Here was a blow, but there was worse to come. Elias Howe, angered by the success of various sewingmachine manufacturers and thoroughly embittered by a personal tragedy that he blamed on his earlier poverty, had turned vengefully litigious. He brandished suits, one after another, for patent infringement. From Singer he demanded $25,000. Payment of such a sum was of course out of the question, even presuming Singer for a moment believed he had infringed. He was certain he had not; but he needed a lawyer to prove his case, and he had no money even for a lawyer. He appealed to Ambrose Jordan, the attorney who had accompanied him to Washington when he applied for a patent. Would Jordan, Singer inquired, handle the case—and any subsequent litigation—for a share in the business? Jordan refused, for he found Singer personally distasteful. Instead, he referred him to his junior partner and son-in-law, Edward Clark. A former Sunday school teacher, a graduate of Williams at a time when that college’s undergraduate body consisted almost wholly of prospective clergymen and missionaries, Clark nevertheless, as we have seen, accepted.

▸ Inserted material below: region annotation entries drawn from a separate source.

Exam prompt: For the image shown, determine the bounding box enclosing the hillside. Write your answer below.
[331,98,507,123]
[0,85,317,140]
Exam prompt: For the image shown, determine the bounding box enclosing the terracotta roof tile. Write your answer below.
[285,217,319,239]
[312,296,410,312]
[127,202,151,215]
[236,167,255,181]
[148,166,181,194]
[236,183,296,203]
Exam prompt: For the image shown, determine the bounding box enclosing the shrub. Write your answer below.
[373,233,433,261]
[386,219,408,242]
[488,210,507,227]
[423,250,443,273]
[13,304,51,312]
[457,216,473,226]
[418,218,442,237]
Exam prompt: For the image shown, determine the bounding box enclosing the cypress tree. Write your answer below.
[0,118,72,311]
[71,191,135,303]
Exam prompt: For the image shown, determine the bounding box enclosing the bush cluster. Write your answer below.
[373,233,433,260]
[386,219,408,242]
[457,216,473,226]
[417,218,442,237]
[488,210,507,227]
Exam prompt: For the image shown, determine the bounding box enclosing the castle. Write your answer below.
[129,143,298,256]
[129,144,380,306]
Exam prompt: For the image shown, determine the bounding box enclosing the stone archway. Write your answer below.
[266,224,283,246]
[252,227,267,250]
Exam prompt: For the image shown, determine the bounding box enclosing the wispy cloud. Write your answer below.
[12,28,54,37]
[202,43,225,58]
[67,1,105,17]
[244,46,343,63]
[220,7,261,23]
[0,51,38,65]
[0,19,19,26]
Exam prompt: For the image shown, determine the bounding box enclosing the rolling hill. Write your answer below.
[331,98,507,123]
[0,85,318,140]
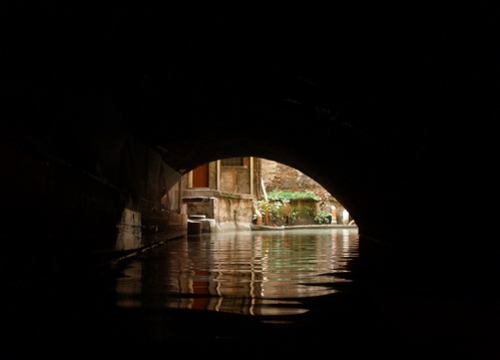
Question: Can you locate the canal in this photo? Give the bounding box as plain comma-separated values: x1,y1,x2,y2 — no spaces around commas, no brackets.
2,229,500,359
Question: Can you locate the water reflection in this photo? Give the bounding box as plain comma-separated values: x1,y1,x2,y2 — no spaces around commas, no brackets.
116,229,358,315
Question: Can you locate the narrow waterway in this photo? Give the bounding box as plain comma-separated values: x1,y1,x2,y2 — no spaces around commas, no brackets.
116,229,358,316
6,229,500,360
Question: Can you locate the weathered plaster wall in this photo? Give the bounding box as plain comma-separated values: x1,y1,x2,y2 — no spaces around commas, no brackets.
260,159,345,223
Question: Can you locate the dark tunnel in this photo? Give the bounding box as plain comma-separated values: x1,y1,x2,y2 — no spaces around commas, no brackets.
0,2,500,358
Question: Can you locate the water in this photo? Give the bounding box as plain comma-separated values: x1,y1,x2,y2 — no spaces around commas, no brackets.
115,229,358,316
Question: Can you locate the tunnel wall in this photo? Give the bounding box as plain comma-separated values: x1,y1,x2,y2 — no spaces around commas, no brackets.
0,108,186,276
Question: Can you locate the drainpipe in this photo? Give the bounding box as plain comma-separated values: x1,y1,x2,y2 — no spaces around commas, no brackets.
215,160,220,191
250,157,254,195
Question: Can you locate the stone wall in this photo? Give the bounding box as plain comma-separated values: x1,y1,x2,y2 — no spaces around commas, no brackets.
260,159,352,224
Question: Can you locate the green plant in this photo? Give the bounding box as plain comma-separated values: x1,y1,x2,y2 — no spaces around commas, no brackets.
314,210,332,224
267,189,320,201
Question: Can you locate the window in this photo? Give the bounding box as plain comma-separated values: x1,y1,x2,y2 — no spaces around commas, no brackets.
221,157,245,166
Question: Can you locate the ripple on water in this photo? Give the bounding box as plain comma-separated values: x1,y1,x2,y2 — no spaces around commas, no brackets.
115,229,358,315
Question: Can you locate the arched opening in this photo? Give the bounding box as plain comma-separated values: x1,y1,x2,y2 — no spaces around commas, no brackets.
182,156,355,232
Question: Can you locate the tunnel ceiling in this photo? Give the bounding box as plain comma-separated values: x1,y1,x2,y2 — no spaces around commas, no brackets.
2,2,498,245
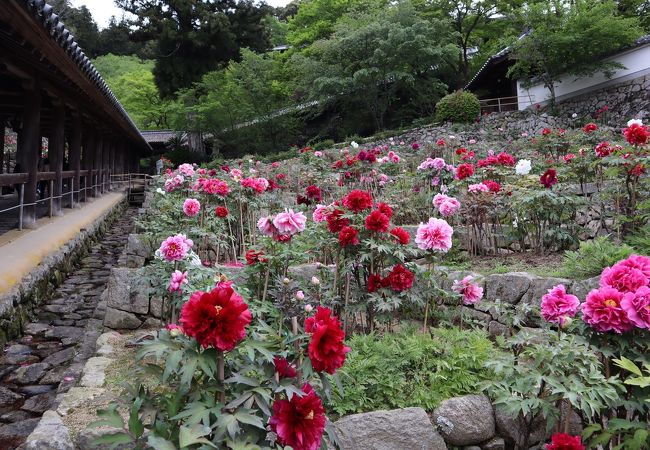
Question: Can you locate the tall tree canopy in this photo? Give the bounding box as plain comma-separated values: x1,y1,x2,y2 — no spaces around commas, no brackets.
115,0,270,97
508,0,642,103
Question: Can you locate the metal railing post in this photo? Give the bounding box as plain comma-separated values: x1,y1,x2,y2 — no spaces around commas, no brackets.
18,183,25,230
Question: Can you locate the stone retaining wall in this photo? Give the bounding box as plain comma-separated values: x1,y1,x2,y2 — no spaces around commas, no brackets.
0,200,127,347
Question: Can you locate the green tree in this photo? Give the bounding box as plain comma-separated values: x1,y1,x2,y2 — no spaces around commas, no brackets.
294,2,458,130
115,0,269,98
94,54,172,129
508,0,642,104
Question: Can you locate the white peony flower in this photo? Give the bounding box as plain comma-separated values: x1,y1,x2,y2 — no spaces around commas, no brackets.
515,159,532,175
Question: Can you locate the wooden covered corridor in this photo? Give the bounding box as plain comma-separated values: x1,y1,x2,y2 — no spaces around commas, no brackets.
0,0,151,227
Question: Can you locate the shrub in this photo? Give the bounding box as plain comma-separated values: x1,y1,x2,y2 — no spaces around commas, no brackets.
331,328,496,415
436,91,481,122
563,236,634,278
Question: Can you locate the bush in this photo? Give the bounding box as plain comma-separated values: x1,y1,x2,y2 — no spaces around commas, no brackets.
330,328,496,415
563,236,634,278
436,91,481,123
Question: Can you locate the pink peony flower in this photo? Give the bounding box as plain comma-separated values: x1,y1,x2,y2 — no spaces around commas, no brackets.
257,217,278,236
273,209,307,235
167,270,188,293
183,198,201,217
582,286,634,334
621,286,650,330
451,275,483,305
600,257,650,293
438,197,460,217
415,217,454,253
158,234,194,261
542,284,580,325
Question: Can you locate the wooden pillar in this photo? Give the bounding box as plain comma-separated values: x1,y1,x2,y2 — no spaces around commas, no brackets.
17,83,41,227
48,100,65,215
68,112,81,203
93,133,106,194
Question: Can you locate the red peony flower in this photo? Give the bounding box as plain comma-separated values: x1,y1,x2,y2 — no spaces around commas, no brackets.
377,202,393,219
386,264,415,292
456,163,474,180
368,273,384,293
390,227,411,245
483,180,501,194
546,433,585,450
214,206,228,219
343,189,372,212
327,209,350,233
180,283,252,352
539,169,557,189
246,248,266,266
269,383,326,450
623,123,650,145
365,209,390,233
305,306,350,375
273,356,298,378
339,227,359,247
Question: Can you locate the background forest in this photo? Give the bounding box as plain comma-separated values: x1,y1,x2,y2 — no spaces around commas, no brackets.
50,0,650,160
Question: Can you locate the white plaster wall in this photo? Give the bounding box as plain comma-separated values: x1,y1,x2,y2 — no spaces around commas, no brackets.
517,44,650,110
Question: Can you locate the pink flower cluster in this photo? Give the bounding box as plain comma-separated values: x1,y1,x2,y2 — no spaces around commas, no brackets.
183,198,201,217
451,275,483,305
415,217,454,253
158,234,194,262
257,209,307,242
433,194,460,217
240,177,269,194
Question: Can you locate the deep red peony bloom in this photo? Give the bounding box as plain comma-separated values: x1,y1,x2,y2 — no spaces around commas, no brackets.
180,283,252,352
305,306,350,375
386,264,415,292
377,202,393,219
546,433,585,450
623,123,650,145
368,273,384,293
326,209,350,233
214,206,228,218
343,189,372,212
456,163,474,180
273,356,298,378
269,383,326,450
365,209,390,233
390,227,411,245
246,248,266,266
483,180,501,194
539,169,557,189
339,227,359,247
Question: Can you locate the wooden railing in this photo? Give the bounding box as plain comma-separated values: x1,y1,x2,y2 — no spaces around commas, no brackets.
479,95,519,114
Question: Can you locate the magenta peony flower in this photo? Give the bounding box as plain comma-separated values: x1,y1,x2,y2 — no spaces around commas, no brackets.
273,209,307,235
600,261,650,293
158,234,194,261
582,286,634,334
438,197,460,217
542,284,580,325
183,198,201,217
415,217,454,253
451,275,483,305
167,270,188,293
621,286,650,330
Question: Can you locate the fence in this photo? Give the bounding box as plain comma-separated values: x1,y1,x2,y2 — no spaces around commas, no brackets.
0,170,150,230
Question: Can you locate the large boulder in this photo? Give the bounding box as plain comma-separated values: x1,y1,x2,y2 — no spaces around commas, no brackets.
433,395,496,446
334,408,447,450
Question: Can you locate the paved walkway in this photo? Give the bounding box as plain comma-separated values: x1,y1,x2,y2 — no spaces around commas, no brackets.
0,192,125,295
0,206,135,450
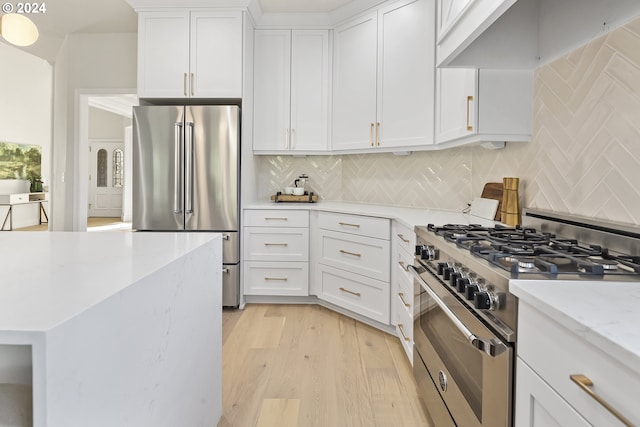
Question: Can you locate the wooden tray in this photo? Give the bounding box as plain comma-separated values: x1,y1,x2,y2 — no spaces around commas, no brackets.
271,191,318,203
480,182,503,221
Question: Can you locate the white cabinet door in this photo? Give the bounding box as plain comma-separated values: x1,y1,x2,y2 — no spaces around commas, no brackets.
376,0,435,147
253,30,291,151
190,11,242,98
290,30,330,151
515,358,596,427
332,12,378,151
138,11,189,98
436,68,478,143
253,30,329,152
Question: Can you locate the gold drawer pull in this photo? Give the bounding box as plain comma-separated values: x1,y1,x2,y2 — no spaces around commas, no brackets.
340,288,361,297
467,96,473,131
398,234,411,243
569,374,633,427
338,222,360,228
398,323,411,342
398,292,411,307
340,249,362,258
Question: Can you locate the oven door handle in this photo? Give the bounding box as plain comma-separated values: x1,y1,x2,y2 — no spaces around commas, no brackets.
409,265,507,357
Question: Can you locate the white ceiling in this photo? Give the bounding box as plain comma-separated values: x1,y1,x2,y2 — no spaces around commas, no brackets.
0,0,362,62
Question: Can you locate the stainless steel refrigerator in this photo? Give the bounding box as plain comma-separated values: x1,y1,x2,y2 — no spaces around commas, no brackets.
132,105,240,307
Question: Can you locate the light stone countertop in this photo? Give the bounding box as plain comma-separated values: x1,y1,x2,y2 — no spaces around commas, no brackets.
0,232,218,336
243,200,497,228
509,280,640,374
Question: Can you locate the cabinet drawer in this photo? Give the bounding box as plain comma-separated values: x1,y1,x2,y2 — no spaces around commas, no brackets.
319,230,390,282
244,261,309,296
243,209,309,227
244,227,309,261
318,212,390,240
393,242,413,287
518,303,640,426
391,221,416,256
318,264,390,324
391,294,413,363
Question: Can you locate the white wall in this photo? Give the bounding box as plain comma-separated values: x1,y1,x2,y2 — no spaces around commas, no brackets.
0,42,53,228
51,34,137,230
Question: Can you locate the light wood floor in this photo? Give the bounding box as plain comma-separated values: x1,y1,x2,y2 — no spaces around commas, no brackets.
218,305,429,427
13,217,122,231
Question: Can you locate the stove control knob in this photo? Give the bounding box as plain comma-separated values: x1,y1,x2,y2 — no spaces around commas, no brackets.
464,283,479,301
456,277,469,294
449,272,462,288
416,245,438,261
473,291,491,310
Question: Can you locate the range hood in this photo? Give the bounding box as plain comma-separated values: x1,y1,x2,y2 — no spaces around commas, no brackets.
437,0,640,69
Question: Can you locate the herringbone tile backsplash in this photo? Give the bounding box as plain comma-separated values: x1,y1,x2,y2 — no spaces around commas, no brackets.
257,16,640,225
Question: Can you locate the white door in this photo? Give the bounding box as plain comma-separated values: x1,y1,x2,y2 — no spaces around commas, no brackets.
88,141,125,217
376,0,435,147
332,12,378,151
436,68,478,143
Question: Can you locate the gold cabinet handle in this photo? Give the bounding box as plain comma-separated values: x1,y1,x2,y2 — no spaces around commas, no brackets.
467,95,473,131
369,122,374,147
398,292,411,307
182,73,187,96
569,374,633,427
398,234,411,243
340,288,361,297
340,249,362,258
398,323,411,342
338,222,360,228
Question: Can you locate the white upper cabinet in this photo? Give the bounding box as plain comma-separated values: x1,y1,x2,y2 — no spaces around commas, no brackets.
253,30,329,153
138,10,242,98
332,0,435,151
332,12,378,150
436,68,533,145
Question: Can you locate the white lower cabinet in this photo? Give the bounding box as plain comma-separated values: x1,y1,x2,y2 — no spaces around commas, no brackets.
243,210,309,296
515,300,640,427
391,221,416,364
516,358,591,427
315,212,391,325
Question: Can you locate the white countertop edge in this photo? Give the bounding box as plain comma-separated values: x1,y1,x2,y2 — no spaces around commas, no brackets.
509,279,640,374
243,200,499,228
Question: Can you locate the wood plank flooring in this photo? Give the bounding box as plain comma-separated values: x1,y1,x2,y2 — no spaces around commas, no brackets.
218,304,434,427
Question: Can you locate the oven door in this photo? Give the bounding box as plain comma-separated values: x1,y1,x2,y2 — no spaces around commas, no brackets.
409,266,513,427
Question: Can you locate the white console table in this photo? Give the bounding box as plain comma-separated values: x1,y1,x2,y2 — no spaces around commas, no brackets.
0,193,49,231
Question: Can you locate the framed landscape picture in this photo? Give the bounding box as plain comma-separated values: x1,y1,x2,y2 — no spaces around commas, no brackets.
0,141,42,183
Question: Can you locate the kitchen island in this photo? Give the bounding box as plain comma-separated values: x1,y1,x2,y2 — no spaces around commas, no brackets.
0,232,222,427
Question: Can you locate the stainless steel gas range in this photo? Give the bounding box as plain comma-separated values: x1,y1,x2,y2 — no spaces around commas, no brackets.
410,209,640,427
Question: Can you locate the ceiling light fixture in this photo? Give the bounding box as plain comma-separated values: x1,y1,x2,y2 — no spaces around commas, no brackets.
0,13,39,46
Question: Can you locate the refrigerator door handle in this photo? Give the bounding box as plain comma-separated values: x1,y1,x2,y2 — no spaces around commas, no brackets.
184,122,193,213
173,122,182,214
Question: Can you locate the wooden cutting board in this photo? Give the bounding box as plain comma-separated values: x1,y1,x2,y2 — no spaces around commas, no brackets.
480,182,502,221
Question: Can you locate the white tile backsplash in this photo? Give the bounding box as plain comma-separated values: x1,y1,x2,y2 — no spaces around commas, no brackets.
256,15,640,225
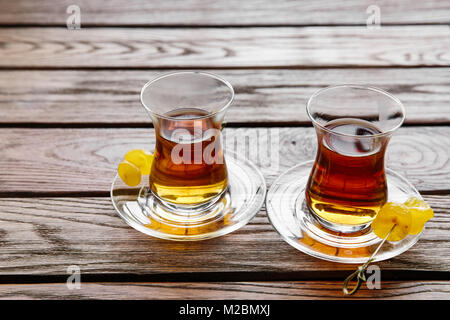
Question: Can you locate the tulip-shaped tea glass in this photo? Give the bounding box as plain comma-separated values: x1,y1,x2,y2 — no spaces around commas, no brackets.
112,71,265,240
306,86,405,232
266,85,420,263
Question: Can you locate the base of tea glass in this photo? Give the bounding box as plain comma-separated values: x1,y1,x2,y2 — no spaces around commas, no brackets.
111,151,266,241
266,161,422,263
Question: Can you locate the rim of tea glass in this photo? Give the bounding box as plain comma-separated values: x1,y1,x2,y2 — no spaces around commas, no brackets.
306,84,406,139
140,70,234,121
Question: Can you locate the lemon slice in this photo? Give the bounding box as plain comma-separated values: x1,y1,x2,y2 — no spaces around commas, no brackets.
372,202,412,241
117,161,141,187
405,197,434,234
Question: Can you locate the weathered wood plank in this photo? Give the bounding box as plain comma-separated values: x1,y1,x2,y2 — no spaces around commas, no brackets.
0,25,450,68
0,68,450,124
0,126,450,195
0,0,450,26
0,195,450,276
0,281,450,300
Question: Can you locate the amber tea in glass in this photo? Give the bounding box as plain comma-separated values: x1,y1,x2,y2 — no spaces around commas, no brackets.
150,108,228,205
141,71,234,209
305,85,404,233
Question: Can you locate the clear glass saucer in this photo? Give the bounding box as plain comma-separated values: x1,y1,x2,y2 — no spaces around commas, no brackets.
111,152,266,241
266,161,422,263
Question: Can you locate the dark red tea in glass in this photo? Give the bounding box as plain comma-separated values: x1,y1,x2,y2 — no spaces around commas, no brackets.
306,85,404,232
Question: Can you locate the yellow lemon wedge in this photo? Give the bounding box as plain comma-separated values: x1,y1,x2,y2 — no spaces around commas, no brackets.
405,197,434,234
125,149,153,175
117,161,141,187
372,202,412,241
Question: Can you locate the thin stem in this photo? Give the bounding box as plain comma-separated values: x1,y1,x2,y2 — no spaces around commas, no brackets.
342,224,396,295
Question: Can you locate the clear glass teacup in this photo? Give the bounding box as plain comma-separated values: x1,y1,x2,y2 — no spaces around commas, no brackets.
306,85,405,233
141,71,234,211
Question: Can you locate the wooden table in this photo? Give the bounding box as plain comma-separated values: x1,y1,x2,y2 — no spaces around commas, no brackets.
0,0,450,299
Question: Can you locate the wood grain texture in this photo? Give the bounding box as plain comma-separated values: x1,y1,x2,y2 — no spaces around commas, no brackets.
0,0,450,26
0,25,450,68
0,195,450,276
0,281,450,300
0,126,450,195
0,68,450,125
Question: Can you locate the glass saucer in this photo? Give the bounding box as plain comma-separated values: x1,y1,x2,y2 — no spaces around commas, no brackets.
266,161,422,263
111,152,266,241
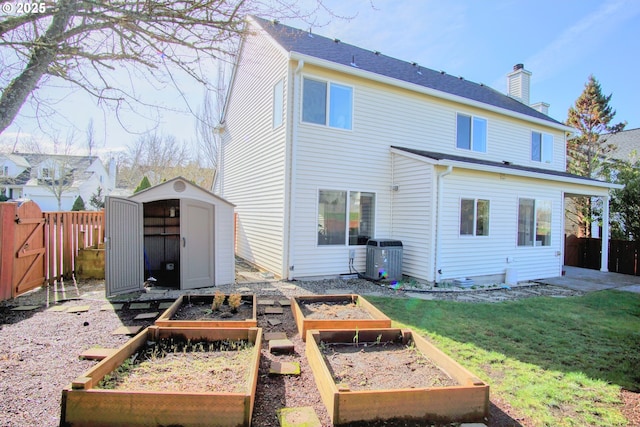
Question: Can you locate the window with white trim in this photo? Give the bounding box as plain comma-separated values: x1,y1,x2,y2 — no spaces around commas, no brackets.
456,113,487,153
460,199,489,236
318,190,375,246
302,77,353,129
518,199,551,246
273,80,284,129
531,131,553,163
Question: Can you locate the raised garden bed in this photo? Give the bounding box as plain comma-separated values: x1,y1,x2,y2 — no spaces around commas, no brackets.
305,328,489,425
155,294,258,328
60,326,262,427
291,294,391,341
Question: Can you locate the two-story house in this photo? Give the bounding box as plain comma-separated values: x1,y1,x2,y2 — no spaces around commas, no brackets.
0,153,116,211
214,17,611,283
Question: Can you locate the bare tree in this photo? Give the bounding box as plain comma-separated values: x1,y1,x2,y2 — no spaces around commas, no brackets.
0,0,338,134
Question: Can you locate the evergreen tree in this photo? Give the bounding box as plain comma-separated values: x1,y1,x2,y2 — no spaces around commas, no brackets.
133,175,151,193
567,75,626,236
71,196,86,211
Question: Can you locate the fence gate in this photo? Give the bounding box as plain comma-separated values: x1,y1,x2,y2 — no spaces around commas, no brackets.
0,201,45,300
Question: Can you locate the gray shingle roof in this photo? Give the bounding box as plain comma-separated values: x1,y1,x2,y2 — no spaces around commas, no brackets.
391,146,602,182
253,17,561,124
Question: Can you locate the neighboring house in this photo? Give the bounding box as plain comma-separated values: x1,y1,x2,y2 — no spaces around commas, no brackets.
214,17,615,283
0,153,116,211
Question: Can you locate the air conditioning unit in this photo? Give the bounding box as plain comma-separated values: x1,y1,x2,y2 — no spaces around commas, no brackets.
364,239,402,281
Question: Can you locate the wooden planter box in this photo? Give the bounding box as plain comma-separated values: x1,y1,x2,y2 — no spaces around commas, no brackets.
155,294,258,328
60,326,262,427
305,329,489,425
291,294,391,341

There were now once again three partners—Singer, Zieber, and Clark—and all three, so unlike in other ways, were united in one respect: each thought there was one partner too many. Zieber, the would-be capitalist, considered Clark a usurper. Neither Clark nor Singer could see that Zieber was of any earthly use. An open rupture, however, was averted when Zieber fell sick of undulant fever; in the fear that he might die and leave a widow harassed by debts, he consented to sell his interest in the company to Singer and Clark for $6,000—an adequate return on the $40 he had originally invested, but microscopic in terms of what the interest was soon to be worth.∗

∗ In an account of this incident which he wrote some time later —for he survived the fever—Zieber was well-nigh incoherent with rage. He had, he contended, been “robbed,” “victimized” by scoundrels. He claimed that he would never have agreed to sell out for a paltry $6,000 had not Singer told him: “The Doctor thinks you won’t get over [your sickness]. Don’t you want to give up your interest in the business altogether?” Not until later, Zieber claimed, did he discover that Singer had never met the physician and that the physician had never said any such thing. In his account of the affair, however, Zieber reveals himself to be a well-meaning but naïve man, pathetically fated to lose out under the economic code of the nineteenth century—survival of the fittest. “During the month of June, 1860,” he wrote, “I disposed of the stock on hand, and went afterwards to Montevideo.”

Clark, once he had decided to stay with the firm despite Singer’s gaudy peccadilloes, turned out to be precisely the man for the job. By that time he had discovered (or thought he had) how far the warmth of Singer’s nature could lead him; but he had discovered as well that Singer’s machine was so far superior to any other on the market that, if all went well, he would soon be a very wealthy man indeed. Despite his wife’s advice, then, and to protect his stake, Clark plunged enthusiastically into the welter of lawsuits that had been let loose by Elias Howe’s charges of infringement.

By 1852 there were a dozen or more manufacturers elbowing their way into the sewing-machine business, each seeking any means, fair or foul, to wring an advantage from the rest. Of these, the largest were I. M. Singer & Co., Wheeler & Wilson Co., and Grover & Baker Co. In addition, Howe, although at first he manufactured no machines, bulked big because of his patent. From 1852 until late in 1856 each of these parties zestfully sued every other in what the press hailed as “the sewing machine war.”

It all began quietly enough with a suit brought by Howe against an unimportant company, but by 1854, having won a series of minor victories, Howe was able to force I. M. Singer & Co. to pay $28,000 in settlement of past claims and, furthermore, to pay a license fee of $10 on every machine sold in the future. By that time Clark had cunningly purchased the rights to a number of early patents, in consequence of which he was ready to bring suit, on behalf of I. M. Singer & Co., against all his rivals. In October, 1854, Clark wondered whether, like himself, those rivals might not be wearying of the struggle. “There are many cogent reasons,” he wrote to Howe, “why, in the future, we should act cordially together in respect to the maintenance and enforcement of our various patents.” But this reasoning failed; he was obliged to club his mulish competitors over the ears with lawsuits for two more years.